Nevertheless, I’d need to keep in mind is that Polymetal has a relatively small ‘free float’ for a FTSE 100 business. This is the proportion of the company’s shares actually trading. This can accentuate moves up when the stock is in demand. Unfortunately, the opposite is also true.
Then again, it might be argued that the dividend stream is worth the risk. As things stand, Polymetal yields a little over 7%, covered by profits. That’s a lot of income for me to reinvest and compound over time.
It won’t be an easy ride and some diversification is still essential. However, I’d be prepared to buy today.
Defensive dividends
A final FTSE 100 stock I believe offers me an enticing balance of quality and income is consumer goods giant Unilever (LSE: ULVR).

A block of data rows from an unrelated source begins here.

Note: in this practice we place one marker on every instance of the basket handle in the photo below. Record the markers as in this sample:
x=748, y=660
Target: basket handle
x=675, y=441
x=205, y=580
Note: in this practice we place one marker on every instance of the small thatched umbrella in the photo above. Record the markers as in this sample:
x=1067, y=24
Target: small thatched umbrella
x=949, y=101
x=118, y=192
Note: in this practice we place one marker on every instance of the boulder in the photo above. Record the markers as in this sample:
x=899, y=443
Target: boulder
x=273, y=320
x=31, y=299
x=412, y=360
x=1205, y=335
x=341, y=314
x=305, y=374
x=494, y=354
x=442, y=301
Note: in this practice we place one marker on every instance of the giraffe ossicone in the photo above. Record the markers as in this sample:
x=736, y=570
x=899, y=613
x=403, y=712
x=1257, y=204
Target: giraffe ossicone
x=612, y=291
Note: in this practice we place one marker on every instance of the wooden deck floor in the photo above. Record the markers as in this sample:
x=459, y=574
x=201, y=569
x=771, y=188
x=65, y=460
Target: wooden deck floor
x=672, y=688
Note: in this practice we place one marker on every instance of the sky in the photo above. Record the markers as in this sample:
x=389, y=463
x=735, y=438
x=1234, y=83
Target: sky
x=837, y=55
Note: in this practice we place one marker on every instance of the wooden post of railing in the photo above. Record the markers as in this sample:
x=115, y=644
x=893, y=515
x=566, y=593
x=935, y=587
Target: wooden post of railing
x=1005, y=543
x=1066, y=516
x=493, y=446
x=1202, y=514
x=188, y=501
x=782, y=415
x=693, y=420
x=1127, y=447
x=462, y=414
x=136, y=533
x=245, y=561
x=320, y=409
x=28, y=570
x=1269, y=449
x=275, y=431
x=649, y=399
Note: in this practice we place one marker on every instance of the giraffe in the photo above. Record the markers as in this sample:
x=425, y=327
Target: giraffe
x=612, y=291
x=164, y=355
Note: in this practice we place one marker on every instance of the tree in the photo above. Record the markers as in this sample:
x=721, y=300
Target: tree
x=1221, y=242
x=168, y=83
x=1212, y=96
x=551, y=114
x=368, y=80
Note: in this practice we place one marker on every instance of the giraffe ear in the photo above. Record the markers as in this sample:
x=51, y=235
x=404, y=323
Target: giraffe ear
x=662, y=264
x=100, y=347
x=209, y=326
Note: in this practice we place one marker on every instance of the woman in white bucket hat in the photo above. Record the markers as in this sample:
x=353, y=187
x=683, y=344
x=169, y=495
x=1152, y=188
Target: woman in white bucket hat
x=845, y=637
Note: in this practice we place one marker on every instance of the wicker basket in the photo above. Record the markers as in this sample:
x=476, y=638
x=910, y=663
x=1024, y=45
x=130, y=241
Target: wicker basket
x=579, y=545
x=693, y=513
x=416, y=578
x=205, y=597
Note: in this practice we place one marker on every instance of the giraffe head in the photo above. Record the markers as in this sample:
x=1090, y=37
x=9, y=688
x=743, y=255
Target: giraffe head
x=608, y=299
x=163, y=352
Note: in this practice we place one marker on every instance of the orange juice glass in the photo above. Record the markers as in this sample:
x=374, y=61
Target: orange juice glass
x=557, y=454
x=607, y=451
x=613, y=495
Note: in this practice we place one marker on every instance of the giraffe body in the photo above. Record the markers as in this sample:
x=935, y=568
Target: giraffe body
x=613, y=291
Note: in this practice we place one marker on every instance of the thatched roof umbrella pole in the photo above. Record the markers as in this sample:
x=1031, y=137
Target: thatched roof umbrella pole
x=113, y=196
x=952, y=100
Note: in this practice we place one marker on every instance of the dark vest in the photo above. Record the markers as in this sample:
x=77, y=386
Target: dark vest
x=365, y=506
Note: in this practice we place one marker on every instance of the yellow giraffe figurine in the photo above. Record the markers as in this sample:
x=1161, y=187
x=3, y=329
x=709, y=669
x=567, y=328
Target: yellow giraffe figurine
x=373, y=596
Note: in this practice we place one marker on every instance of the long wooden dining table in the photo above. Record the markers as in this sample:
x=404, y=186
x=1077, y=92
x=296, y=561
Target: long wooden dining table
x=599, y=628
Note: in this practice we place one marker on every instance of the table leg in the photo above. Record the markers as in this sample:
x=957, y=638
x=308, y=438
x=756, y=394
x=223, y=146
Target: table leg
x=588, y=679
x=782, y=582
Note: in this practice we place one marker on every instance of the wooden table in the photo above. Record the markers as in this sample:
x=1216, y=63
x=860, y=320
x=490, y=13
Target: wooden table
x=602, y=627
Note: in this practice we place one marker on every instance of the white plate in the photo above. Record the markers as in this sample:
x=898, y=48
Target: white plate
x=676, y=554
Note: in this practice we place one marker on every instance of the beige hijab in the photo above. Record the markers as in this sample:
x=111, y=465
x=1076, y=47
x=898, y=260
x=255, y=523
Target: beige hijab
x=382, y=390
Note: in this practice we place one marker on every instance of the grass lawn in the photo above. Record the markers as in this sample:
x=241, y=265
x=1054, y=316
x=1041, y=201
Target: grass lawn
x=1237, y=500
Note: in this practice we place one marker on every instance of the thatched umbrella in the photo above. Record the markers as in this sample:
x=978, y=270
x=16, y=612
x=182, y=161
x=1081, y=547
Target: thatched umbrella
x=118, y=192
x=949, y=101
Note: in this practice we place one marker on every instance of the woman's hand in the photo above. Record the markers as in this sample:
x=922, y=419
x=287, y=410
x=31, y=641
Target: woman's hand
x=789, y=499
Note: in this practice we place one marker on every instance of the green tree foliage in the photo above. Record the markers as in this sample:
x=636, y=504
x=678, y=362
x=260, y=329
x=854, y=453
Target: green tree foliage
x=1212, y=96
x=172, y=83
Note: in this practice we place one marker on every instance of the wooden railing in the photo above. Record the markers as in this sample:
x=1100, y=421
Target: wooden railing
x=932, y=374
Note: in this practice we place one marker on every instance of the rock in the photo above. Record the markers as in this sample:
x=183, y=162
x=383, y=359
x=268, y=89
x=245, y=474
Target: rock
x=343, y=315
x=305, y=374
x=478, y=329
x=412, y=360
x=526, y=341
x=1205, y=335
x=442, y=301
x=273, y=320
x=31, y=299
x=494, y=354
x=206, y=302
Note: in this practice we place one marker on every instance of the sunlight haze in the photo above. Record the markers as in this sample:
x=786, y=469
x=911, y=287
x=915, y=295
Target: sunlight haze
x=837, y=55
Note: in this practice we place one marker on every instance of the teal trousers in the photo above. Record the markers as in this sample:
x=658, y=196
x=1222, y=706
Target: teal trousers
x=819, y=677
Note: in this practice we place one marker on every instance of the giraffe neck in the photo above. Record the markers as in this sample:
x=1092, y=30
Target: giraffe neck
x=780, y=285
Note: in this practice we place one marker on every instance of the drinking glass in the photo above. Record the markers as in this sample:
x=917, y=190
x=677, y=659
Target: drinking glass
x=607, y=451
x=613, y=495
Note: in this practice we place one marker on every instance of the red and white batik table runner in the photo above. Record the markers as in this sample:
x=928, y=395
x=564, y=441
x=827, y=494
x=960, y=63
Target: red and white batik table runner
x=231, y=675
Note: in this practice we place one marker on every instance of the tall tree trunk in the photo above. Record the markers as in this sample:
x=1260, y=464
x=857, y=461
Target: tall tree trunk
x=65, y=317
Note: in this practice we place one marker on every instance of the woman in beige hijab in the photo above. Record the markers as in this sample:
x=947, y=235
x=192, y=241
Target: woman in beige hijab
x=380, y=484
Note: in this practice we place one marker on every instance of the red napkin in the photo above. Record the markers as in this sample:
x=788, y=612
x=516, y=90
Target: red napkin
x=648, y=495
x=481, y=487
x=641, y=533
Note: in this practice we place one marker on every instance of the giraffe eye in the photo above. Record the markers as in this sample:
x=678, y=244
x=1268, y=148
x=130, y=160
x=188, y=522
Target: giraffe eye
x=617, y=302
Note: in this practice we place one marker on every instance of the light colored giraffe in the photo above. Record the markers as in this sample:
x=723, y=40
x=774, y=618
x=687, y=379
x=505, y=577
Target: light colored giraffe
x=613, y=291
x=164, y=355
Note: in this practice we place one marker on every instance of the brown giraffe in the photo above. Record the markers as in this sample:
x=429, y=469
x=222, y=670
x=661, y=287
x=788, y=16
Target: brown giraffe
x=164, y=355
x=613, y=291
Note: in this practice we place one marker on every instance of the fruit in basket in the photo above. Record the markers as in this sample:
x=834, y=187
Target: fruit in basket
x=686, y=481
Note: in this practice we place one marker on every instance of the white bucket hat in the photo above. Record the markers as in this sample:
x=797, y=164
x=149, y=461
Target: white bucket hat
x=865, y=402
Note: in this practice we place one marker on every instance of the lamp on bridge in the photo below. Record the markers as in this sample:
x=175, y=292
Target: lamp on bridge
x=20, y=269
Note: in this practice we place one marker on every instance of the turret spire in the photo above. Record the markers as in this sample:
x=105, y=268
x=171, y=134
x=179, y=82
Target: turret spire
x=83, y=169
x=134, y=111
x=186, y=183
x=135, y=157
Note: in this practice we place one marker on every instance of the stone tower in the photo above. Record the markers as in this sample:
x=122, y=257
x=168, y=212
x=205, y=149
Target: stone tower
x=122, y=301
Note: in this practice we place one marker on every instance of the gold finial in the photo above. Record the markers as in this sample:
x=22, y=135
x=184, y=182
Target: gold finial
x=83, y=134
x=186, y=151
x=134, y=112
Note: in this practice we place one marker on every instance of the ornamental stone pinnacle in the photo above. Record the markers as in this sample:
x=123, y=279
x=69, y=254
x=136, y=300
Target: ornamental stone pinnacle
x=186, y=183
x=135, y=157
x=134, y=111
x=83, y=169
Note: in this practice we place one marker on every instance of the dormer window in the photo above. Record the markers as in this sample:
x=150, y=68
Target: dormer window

Like B&M, Unilever doesn’t boast the highest yield in the lead index. In fact, the forecast 3.5% yield is half that offered by POLY. Even so, it’s slightly higher than that generated by the index as a whole (3.4%).
Now, some might say that isn’t much additional compensation for the risks involved in buying a company’s stock. That argument is valid. Unilever’s share price has, after all, been in the doldrums of late, due to inflationary pressures impacting margins.
Then again, I believe the company’s portfolio of ‘sticky’ brands makes it more defensive than most FTSE 100 members. Besides, the company regularly raises its payout and, again, dividends look safely covered by profits. Returns on capital, while slipping recently, remain very decent.
Embracing my contrarian side, I’d buy ULVR for my own portfolio today.